What exactly is map $c$? Why define $p:2^{X}\rightarrow 2^{X}$ by $p=c_{\circ}k c^{\circ}$? I would appreciate your suggestions and comments.
I think it should refer to Theorem I-4.16, instead of I-4.13. That theorem tells you that any algebraic lattice is isomorphic to the image of a closure operator $c:2^X \to 2^X$ which preserves directed unions (for some set $X$). Applying this for the algebraic lattice $A$ gives you the map $c$ of the proof.

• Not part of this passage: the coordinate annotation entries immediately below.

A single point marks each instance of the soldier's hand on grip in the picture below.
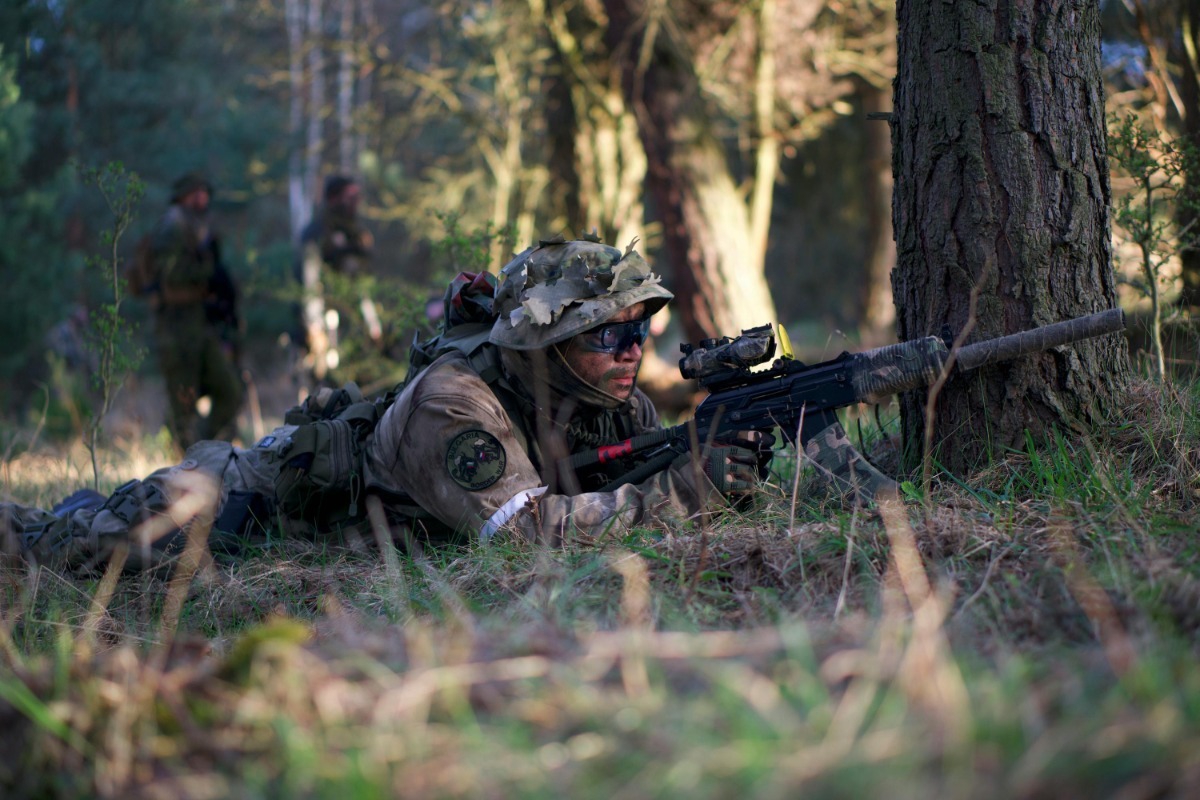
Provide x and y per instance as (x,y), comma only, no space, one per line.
(732,468)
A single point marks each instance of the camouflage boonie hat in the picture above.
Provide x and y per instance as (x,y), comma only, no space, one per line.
(558,288)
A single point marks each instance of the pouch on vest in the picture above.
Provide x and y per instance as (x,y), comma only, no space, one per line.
(321,475)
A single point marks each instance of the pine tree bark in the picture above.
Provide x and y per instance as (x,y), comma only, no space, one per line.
(1002,184)
(1186,217)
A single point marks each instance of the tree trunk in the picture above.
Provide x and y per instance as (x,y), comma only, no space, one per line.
(1188,59)
(315,139)
(298,198)
(346,155)
(597,149)
(1002,187)
(708,234)
(879,310)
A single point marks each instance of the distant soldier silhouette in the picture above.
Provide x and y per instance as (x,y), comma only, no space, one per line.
(195,307)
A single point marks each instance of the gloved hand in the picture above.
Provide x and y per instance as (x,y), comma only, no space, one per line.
(733,467)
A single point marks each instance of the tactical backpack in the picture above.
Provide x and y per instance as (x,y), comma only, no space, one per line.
(321,477)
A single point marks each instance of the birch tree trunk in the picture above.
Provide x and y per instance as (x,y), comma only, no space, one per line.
(597,143)
(712,239)
(316,130)
(346,154)
(298,198)
(1002,196)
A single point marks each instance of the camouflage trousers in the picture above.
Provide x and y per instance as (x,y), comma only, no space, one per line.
(839,463)
(197,361)
(151,517)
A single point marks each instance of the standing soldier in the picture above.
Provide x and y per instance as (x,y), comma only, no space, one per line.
(196,323)
(334,241)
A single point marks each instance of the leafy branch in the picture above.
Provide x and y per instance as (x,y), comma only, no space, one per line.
(111,335)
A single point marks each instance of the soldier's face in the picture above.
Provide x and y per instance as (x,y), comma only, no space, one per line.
(197,200)
(610,372)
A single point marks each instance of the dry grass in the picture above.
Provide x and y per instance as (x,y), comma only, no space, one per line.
(1032,635)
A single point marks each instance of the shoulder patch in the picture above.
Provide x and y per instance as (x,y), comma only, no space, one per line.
(475,459)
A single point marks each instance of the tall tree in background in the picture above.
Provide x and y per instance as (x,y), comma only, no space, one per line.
(595,149)
(714,240)
(1001,210)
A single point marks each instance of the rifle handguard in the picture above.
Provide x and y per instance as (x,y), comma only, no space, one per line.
(880,373)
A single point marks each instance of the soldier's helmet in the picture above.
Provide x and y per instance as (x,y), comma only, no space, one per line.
(558,288)
(187,184)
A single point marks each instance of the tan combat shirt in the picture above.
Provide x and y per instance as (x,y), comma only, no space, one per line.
(413,452)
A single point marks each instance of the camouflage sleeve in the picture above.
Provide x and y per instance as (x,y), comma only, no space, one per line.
(451,447)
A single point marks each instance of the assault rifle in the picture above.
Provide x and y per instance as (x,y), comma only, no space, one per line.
(789,391)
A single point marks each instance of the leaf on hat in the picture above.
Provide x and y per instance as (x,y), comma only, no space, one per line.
(631,272)
(544,302)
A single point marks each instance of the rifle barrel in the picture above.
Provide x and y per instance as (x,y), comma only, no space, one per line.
(1041,338)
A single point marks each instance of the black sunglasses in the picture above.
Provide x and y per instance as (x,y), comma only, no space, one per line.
(616,337)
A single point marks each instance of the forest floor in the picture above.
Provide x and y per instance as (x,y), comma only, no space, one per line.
(1030,631)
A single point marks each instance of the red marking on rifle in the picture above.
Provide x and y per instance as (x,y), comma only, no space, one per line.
(609,452)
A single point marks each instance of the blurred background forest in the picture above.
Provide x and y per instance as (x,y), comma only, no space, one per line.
(744,143)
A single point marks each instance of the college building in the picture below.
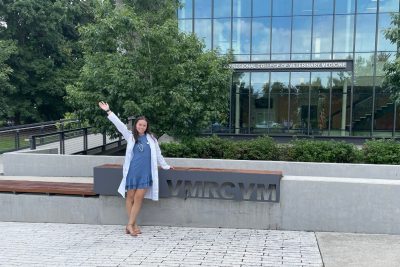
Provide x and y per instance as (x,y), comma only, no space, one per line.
(302,67)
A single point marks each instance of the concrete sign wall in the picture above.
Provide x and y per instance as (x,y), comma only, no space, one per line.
(263,186)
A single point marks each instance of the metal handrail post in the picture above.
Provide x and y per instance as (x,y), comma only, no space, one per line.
(17,139)
(62,143)
(33,142)
(85,139)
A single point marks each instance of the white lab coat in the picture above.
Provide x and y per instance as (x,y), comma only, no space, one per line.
(156,156)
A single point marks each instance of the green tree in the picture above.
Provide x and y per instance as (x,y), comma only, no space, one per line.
(7,48)
(391,78)
(137,60)
(47,56)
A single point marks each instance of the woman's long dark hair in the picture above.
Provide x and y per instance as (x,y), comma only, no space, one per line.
(134,130)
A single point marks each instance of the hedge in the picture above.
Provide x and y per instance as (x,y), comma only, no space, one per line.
(265,148)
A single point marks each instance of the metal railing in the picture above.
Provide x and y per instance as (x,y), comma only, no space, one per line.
(18,137)
(76,141)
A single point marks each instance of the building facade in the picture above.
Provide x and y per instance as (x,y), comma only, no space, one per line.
(310,67)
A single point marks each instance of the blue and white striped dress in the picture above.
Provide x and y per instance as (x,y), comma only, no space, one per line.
(139,174)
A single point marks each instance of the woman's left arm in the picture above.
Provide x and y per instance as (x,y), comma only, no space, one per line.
(160,158)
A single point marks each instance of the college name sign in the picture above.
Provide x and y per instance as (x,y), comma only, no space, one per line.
(242,185)
(344,65)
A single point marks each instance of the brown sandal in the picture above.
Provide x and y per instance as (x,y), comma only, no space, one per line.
(137,229)
(132,231)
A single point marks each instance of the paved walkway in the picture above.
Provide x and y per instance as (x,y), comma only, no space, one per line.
(51,244)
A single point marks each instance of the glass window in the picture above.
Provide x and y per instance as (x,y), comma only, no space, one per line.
(261,8)
(285,56)
(301,56)
(301,34)
(240,101)
(362,106)
(322,35)
(258,57)
(260,102)
(279,97)
(383,43)
(389,5)
(366,6)
(241,36)
(323,7)
(342,56)
(185,25)
(364,64)
(381,59)
(322,56)
(241,57)
(261,35)
(281,35)
(222,34)
(319,102)
(222,8)
(383,112)
(187,9)
(302,7)
(298,113)
(202,9)
(242,8)
(282,8)
(343,36)
(345,6)
(340,103)
(365,32)
(202,28)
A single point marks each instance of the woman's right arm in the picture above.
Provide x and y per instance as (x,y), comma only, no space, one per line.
(121,127)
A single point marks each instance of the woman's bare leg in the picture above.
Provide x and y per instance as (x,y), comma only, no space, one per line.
(137,204)
(129,200)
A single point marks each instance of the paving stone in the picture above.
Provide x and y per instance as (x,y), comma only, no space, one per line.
(51,244)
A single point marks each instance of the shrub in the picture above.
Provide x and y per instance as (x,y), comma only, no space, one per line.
(261,148)
(175,150)
(208,148)
(382,152)
(322,151)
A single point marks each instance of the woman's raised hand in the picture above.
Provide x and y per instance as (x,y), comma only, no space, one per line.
(104,106)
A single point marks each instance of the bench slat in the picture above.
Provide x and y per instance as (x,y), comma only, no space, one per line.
(14,186)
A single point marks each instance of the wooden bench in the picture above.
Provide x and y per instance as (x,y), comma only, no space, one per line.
(49,188)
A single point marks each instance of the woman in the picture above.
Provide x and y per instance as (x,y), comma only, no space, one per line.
(140,172)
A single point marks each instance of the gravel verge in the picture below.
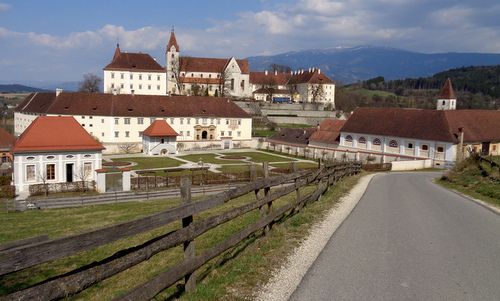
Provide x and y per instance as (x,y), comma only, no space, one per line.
(285,280)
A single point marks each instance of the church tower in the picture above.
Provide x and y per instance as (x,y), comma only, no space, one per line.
(172,64)
(447,99)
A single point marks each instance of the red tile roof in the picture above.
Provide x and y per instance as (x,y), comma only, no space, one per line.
(6,140)
(172,41)
(292,136)
(271,79)
(160,128)
(96,104)
(328,131)
(215,65)
(55,133)
(133,62)
(434,125)
(447,91)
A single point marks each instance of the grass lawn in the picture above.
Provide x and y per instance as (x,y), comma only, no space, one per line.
(151,162)
(467,178)
(206,158)
(298,165)
(259,157)
(237,273)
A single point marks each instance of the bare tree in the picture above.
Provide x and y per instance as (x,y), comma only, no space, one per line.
(127,148)
(224,84)
(91,83)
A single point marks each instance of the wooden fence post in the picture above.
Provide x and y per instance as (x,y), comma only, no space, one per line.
(265,210)
(190,279)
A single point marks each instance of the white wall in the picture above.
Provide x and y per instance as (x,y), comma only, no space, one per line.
(60,159)
(143,83)
(410,165)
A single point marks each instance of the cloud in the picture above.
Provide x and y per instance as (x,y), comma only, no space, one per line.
(4,7)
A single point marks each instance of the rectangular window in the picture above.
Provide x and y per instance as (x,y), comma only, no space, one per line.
(50,173)
(30,173)
(87,169)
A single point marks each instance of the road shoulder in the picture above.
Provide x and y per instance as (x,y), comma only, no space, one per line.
(285,280)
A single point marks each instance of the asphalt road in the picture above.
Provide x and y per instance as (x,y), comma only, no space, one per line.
(409,239)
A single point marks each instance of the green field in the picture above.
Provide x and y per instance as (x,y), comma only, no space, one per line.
(151,162)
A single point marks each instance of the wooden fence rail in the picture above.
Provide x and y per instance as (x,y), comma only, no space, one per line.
(19,256)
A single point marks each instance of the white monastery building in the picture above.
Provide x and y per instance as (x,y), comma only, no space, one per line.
(134,73)
(54,150)
(119,121)
(298,86)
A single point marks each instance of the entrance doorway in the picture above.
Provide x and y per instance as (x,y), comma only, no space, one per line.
(69,172)
(485,148)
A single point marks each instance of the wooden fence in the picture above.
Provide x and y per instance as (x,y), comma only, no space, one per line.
(32,252)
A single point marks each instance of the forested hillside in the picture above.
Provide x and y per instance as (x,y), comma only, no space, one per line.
(476,87)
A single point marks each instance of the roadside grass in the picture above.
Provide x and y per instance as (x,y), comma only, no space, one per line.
(238,275)
(298,165)
(466,177)
(151,162)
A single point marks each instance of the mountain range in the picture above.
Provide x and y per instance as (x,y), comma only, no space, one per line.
(351,64)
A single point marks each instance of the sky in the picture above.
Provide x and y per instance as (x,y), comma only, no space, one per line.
(60,40)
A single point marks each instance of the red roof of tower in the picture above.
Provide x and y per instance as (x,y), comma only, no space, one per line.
(55,133)
(172,42)
(447,91)
(160,128)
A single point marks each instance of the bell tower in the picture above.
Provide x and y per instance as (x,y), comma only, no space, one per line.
(447,99)
(172,65)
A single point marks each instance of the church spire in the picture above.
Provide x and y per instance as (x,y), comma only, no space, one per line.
(172,41)
(117,52)
(447,91)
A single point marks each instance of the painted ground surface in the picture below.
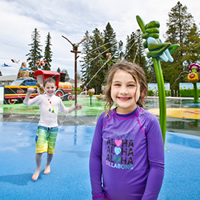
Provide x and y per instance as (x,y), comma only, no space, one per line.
(69,177)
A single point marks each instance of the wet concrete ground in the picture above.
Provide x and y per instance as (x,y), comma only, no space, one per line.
(69,177)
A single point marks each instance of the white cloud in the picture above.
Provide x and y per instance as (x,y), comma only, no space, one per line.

Now, the map $c$ has image isomorphic to $A$, while you want a projection $p$ with image isomorphic to $L$. This is accomplished by defining $p=c_\circ k c^\circ$, where $k=dr$ and $d:L \to A$ is the lower adjoint of $r$. Indeed, since $r$ is surjective, $d$ is injective, so $\operatorname{im} k \cong \operatorname{im} r \cong L$. Moreover, $k$ is idempotent. Using this together with the fact that $c$ is a closure operator (hence also idempotent), it follows that $p:2^X \to 2^X$ is indeed the desired projection map with $\operatorname{im} p \cong L$.